Dialético, o antigo provérbio nos converge a sermos purificados e precisos com a vida: onde e para quem apontamos nosso dedo indicador; pensar antes de se dirigir a alguém; e o caminho que escolhemos seguir seja oportuno. Não vá decepcionar a si ou aquele que você ama. Como se conseguíssemos dominar o animal indócil dentro de nós, assim dormir sem estar com sono. Quase sempre, somos bêbados tentando se equilibrar no balaústre de uma ponte sobre o Tâmisa. Somos imperfeitos, desajustados, imprecisos. Mas com bons livros de bolso e bons provérbios tentando nos vestir.

Eu acrescentaria mais uma coisa: as águas correntes, caudalosas, mansas, silenciosas e às vezes turbulentas de um rio. Não há como contradizer: todos os rios não têm volta. Da nascente à jusante eles seguem a se juntar com outros e se derramar onde imaginamos ser seu fim. Sail on by...

Há palavras, pessoas, imagens, cenários, lugares, paisagens, coisas que vão e não voltam. Quando lançadas ou deixadas se perdem em atalhos e becos da vida. Quando percebemos já passou, canalizou por um túnel no tempo e esvaziou aquele instante. A carruagem passou e não voltou; a juventude passou e não voltou; um amor passou e não voltou; a morte passou e não trouxe mais nada, não devolveu a vida. Passou.

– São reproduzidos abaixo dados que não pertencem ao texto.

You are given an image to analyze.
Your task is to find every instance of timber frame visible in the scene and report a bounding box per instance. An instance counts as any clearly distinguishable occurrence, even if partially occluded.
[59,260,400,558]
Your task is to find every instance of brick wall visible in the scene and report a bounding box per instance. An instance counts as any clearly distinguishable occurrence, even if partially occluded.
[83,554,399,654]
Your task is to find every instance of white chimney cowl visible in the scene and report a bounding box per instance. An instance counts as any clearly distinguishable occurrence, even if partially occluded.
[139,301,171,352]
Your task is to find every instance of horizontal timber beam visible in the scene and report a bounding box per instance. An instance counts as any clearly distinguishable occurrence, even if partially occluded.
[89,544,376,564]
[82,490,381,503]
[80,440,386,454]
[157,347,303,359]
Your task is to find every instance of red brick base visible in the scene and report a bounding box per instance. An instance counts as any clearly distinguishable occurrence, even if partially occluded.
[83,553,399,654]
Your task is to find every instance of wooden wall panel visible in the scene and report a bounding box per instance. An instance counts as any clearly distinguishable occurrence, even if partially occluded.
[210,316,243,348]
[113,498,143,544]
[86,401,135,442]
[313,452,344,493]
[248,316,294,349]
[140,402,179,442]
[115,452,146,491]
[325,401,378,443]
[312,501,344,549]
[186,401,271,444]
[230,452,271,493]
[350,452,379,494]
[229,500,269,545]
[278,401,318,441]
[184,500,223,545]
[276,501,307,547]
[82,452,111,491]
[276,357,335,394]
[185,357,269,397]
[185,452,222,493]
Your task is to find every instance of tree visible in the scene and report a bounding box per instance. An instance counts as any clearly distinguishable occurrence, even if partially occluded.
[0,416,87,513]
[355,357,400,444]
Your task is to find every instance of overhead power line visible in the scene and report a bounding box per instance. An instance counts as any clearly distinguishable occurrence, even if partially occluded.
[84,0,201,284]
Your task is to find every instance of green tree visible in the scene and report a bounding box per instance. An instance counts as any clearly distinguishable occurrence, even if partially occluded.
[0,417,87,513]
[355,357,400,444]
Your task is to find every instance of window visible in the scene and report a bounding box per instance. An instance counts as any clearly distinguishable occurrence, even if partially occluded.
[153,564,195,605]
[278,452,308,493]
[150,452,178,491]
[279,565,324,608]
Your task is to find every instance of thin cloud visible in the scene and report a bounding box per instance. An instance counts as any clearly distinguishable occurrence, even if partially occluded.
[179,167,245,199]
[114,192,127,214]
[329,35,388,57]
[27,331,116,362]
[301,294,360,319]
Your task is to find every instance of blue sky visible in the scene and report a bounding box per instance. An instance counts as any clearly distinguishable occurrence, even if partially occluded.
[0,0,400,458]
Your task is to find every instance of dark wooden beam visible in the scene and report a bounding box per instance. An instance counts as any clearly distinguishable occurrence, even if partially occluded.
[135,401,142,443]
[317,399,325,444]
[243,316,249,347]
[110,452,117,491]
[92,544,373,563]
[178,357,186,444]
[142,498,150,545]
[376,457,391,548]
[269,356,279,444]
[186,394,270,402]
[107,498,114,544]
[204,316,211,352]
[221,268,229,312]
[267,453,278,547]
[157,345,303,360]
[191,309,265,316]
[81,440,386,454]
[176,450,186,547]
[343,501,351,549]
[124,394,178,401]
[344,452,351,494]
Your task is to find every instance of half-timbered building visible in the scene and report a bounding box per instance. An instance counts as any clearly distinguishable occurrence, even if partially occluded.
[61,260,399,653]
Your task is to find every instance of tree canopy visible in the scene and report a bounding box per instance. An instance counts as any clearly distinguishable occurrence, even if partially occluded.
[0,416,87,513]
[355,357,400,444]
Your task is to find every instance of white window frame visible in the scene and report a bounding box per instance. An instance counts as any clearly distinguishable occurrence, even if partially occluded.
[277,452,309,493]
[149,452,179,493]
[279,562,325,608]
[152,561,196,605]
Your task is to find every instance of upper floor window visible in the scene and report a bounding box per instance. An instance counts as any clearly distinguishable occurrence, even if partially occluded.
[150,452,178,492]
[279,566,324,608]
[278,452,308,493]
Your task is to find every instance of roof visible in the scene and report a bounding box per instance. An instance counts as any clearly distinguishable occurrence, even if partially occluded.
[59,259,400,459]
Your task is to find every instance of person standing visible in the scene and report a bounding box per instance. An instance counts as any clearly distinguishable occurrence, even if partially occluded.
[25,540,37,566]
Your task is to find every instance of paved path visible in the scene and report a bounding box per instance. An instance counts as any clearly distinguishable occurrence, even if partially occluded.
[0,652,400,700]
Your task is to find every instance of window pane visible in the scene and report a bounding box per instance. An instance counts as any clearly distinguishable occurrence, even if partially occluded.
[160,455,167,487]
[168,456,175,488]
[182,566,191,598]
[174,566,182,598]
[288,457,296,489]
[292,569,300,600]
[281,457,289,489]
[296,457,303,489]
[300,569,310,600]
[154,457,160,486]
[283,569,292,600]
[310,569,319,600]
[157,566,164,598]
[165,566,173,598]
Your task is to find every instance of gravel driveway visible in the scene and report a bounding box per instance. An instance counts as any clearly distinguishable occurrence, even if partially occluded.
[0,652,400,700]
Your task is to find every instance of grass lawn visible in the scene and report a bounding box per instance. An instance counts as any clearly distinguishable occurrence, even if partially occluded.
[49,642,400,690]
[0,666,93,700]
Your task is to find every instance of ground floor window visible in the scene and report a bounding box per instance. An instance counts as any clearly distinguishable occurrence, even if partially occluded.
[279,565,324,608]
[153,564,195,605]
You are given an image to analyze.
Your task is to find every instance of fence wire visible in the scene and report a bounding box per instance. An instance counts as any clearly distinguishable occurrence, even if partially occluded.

Somos pessoas em lugares mutantes e evolutivos. Tantas vidas teriam que ser paralisadas ao mesmo tempo para que nada passasse e tudo ficasse num momento de só deleite e prazer. Isso não existe, porque a vida nos chama a escalar montanhas e buscar meios em subsistir. Há turbulências e desafios. Não vivemos num paraíso onde a felicidade é água jorrando em bicas. Há atividades corriqueiras que faz-nos mudar intimamente, sem percebermos.

Por vezes, somos invocados alcançar emprego, estudo e sucesso tendo que mudar de cidade e região. A vida irá mudar. Os convívios, paisagens e os cenários do cotidiano não serão mais o mesmo. Tudo, por fim, é efêmero e passageiro. A festa da noite eterna, por mais que a esperamos e ansiamos, chegará e acabará com a luz do dia. Hora de juntar tudo e voltar ao caminho.

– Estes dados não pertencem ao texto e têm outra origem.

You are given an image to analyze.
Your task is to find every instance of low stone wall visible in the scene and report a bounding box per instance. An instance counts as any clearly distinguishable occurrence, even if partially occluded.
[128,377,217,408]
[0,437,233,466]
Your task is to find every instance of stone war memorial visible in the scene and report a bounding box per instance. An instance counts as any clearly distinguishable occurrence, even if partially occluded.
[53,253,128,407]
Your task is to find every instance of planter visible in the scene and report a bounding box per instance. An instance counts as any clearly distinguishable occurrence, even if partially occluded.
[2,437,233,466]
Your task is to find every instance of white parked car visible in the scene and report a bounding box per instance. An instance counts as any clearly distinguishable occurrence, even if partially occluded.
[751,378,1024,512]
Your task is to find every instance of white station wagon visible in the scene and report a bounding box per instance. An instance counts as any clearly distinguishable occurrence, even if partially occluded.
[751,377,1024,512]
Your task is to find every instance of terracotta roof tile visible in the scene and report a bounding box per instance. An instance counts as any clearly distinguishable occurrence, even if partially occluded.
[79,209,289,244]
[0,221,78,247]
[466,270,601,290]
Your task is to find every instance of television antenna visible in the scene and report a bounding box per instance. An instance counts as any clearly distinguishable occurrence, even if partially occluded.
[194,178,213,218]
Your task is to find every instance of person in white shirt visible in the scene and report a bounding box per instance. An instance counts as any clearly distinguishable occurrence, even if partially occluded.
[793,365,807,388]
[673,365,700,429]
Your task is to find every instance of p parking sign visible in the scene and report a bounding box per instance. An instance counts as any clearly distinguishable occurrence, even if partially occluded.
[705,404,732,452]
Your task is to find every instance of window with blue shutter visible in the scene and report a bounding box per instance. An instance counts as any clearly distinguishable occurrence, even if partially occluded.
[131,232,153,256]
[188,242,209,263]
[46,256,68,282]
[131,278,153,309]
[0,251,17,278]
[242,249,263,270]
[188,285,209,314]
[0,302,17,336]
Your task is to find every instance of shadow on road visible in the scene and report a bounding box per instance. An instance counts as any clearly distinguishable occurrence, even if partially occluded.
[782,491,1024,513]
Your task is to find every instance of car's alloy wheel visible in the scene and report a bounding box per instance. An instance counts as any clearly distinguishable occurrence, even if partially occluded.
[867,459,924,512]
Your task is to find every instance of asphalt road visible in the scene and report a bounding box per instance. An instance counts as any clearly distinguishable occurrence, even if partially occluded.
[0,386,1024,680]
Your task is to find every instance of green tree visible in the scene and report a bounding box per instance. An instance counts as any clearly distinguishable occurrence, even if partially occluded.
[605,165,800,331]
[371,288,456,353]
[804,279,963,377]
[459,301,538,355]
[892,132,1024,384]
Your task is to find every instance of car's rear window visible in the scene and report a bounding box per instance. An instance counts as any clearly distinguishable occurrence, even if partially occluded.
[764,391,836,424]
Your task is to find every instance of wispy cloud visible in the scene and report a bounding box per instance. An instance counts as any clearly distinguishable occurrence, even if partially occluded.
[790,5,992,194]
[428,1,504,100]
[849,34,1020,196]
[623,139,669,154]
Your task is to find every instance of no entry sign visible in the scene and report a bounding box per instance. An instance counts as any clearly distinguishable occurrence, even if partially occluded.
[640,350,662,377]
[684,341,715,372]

Havia muitas pedras para carregar e as costas já não suportavam mais. O arrependimento de não poder ter sido melhor do que agora o presente ilumina; a dor e a impotência diante de algo agora distante e sem conserto. O tempo nos devolve memórias e consciências que, no instante que aconteceram, não tivemos — apertamos o gatilho. Os erros do passado, a vontade de retornar ao início e fazer tudo diferente. Arde como brasa quente.

Quando os erros são percebidos num tempo distante, a primeira sensação é querer voltar e consertar tudo. O brinquedo da infância deixado empoeirado numa caixa no porão. Querer encontrar as peças espalhadas, limpar e ver tudo montado, de novo lindo e funcionando. Poder brincar com um passado remontado. Retomar aquela história desde o inicio e contá-la de maneira diferente, mais madura, mais amorosa; sem mesquinharias, ressentimentos e discussões tolas.

Não! Não há como voltar. O rio não tem retorno. As águas de um rio são fatos consumados de uma vida já vivida e entregue. Em águas quentes mornas e frias nos rendemos, nos mergulhamos. Ele sempre seguirá o seu curso, seu destino, desbarrancando margens e tudo que ficou lá atrás; virá arrastando tudo, mesmo que solte dos remos. Às vezes lento, calmo e manso; às vezes turbulento e de árdua navegação. Entre meandros, pedras rasas e toras pelo estreito, mas sempre deslizando da nascente das montanhas. Em penetração de outras águas, ou na imensidão de um oceano (fim da jornada).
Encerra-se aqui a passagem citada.